Bei seinem zweiten Trip landet er mitten im Ersten Weltkrieg. Peng. Beim nächsten Versuch kommt er vor der Universität von Philadelphia an, wo Dr. Kathryn Railly, die behandelnde Ärztin der ersten Reise, einen Dia-Vortrag über Kriege hält. Sein Bild aus dem Schützengraben ist auch dabei. Er entführt sie auf der Suche nach den Tätern von morgen und verliebt sich dabei ein bißchen im Hier und Jetzt (schließlich ist's doch die flunschlippige, ungeheuer woodstöckchenhaft wirkende Madeleine Stowe).
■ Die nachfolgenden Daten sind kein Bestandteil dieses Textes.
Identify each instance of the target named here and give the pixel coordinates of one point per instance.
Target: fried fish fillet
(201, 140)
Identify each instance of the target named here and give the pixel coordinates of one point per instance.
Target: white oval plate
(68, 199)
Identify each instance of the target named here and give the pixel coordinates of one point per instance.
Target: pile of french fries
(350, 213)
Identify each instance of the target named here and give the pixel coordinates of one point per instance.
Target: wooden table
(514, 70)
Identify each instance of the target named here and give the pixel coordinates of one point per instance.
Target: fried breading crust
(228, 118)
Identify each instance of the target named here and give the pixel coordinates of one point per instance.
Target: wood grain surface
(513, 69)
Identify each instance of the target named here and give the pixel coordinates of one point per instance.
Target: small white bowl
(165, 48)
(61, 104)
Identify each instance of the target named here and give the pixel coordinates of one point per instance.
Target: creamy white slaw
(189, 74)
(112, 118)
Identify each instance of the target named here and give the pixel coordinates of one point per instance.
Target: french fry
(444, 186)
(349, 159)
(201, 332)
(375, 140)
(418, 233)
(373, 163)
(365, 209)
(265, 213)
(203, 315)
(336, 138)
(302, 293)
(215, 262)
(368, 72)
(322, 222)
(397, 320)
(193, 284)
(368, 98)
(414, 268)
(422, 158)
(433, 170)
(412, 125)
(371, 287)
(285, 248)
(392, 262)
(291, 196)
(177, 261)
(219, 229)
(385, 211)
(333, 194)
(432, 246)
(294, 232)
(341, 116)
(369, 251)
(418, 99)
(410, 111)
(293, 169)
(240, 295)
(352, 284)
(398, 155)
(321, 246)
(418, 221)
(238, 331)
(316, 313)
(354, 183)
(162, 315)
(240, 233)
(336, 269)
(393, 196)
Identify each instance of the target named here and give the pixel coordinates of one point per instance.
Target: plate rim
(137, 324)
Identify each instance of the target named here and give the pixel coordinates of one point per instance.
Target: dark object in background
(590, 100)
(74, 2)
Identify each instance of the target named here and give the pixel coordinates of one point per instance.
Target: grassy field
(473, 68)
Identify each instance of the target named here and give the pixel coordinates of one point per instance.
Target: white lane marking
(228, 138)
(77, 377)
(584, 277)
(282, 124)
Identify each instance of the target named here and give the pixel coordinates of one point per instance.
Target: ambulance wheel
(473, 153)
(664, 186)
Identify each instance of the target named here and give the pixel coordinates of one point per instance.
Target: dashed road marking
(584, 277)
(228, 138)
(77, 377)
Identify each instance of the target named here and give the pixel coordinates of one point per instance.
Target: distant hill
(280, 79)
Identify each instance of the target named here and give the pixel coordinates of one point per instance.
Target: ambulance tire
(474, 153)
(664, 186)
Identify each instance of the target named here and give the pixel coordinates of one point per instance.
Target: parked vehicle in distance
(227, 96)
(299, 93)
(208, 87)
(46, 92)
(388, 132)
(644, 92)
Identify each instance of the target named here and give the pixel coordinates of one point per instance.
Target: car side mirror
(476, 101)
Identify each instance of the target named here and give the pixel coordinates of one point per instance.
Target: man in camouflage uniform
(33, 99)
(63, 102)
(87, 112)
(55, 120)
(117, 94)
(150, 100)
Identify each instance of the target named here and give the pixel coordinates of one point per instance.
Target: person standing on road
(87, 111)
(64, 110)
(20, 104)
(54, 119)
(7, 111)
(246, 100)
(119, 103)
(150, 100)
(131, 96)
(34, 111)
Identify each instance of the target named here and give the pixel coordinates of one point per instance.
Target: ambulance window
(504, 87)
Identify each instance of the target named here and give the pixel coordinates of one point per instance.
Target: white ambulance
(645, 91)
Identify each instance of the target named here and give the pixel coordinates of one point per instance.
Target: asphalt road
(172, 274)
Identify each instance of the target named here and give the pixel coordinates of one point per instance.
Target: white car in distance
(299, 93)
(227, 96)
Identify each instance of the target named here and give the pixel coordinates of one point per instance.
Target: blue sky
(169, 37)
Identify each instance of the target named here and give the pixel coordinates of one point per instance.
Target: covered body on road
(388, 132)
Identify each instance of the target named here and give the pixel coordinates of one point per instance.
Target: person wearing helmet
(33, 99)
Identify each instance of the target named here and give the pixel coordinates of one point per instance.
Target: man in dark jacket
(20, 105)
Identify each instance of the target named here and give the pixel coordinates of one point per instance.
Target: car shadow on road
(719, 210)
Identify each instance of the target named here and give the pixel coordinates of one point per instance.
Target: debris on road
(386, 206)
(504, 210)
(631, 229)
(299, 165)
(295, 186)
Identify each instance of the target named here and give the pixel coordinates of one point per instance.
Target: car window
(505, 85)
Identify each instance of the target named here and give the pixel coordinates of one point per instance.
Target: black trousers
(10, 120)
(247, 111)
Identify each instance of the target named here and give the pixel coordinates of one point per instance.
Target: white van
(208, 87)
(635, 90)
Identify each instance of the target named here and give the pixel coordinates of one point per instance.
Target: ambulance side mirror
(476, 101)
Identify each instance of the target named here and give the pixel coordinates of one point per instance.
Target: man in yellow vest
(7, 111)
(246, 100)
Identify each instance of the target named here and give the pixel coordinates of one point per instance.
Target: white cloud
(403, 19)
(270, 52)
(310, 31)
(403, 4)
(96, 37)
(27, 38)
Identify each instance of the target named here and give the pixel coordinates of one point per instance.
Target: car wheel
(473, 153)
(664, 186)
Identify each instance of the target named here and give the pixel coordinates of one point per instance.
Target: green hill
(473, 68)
Auch Railly glaubt langsam, auf welches Ende die beiden da zusteuern und verliebt sich zurück. In einem der komischsten Momente des Films geht das Pärchen in eine Absteige, um endlich das Zeitenmischmasch zu analysieren. Ein Pimp von gegenüber wird mißtrauisch über die fremde Hure in seinem Bezirk, rüttelt an der Tür und erwischt die beiden prompt auf dem Bett. Darauf entgegnet Stowe dem wutschnaubenden Zuhälter: „Hören Sie, hier passiert nichts. Ich bin nur die Ärztin“. Wieder bekommt Willis die Prügel, wieder schlägt er jemanden tot und leidet dabei doch am meisten. An der Apokalypse kommt keiner vorbei.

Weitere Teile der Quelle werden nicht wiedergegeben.